It’s 7 p.m., your date is picking you up at 8, and you’re likely lying face-down on your bed wondering why you committed to leaving your house when there’s a bottle of Pinot Grigio in your fridge and season six of “The Walking Dead” just debuted on Netflix.

First dates suck, but yours doesn’t have to. We’re not asking how you met because, hey, Tinder is fine if you like cringe-worthy pick up lines and severe disappointment when you see your date in person. What we are going to do is show you how to rock your first date … or how to back out quickly.

Do:

Wear something that represents you. It’s important to make a good first impression, not a fake one. If you don’t usually rock a button-up, throw on a T-shirt that fits well and your favorite pair of jeans. Love winged eyeliner? Rock it, Winehouse. Keep it fresh, clean and classy.

Keep it creative. Ladies, if this means you’re taking the reigns on the date, go for it. And guys — we’re tired of going to the movies. We can’t talk to you, we hope you don’t kiss us because our position is awkward, and our breath smells like butter and Kit Kats. Opt for a themed, home-cooked meal that you both can participate in, or go for a hike near Brandywine Falls.

Don’t:

Set yourself up for failure. If you don’t have an athletic bone in your body, don’t go tearing your ACL at a bowling alley. If you’re the type of dude who forgets to breathe in between bites of food, skip the Chinese buffet. And if you’re broke, skip the steakhouse and make happy hour. Pick a destination that makes sense for the both of you and leaves a lasting impression … in a good way.

Talk yourself in circles. Nobody wants to hear your “this is why we broke up” speech. It’s important to get to know each other to determine if there’s potential for something more. Listening to what your date has to say will communicate that you’re genuinely interested, not just there for a free meal.

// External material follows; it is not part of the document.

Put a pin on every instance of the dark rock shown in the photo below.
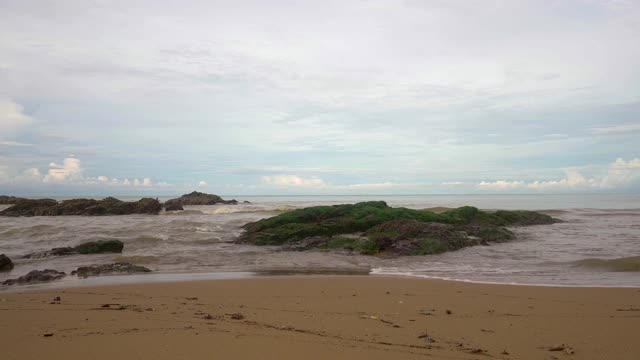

Freak out. We promise you will live through this (or not —shout out to Ohio for literally housing every serial killer known to man). On a serious note, your date will end up fine. Have some confidence — this person thought you were cool enough to put themselves out there to take you out. If things get weird, let your date know you have to skip to help out a friend. It’s a universal lie that gently tells your date, “Hey, this isn’t going anywhere, and my bra straps are starting to dig into my ribs.”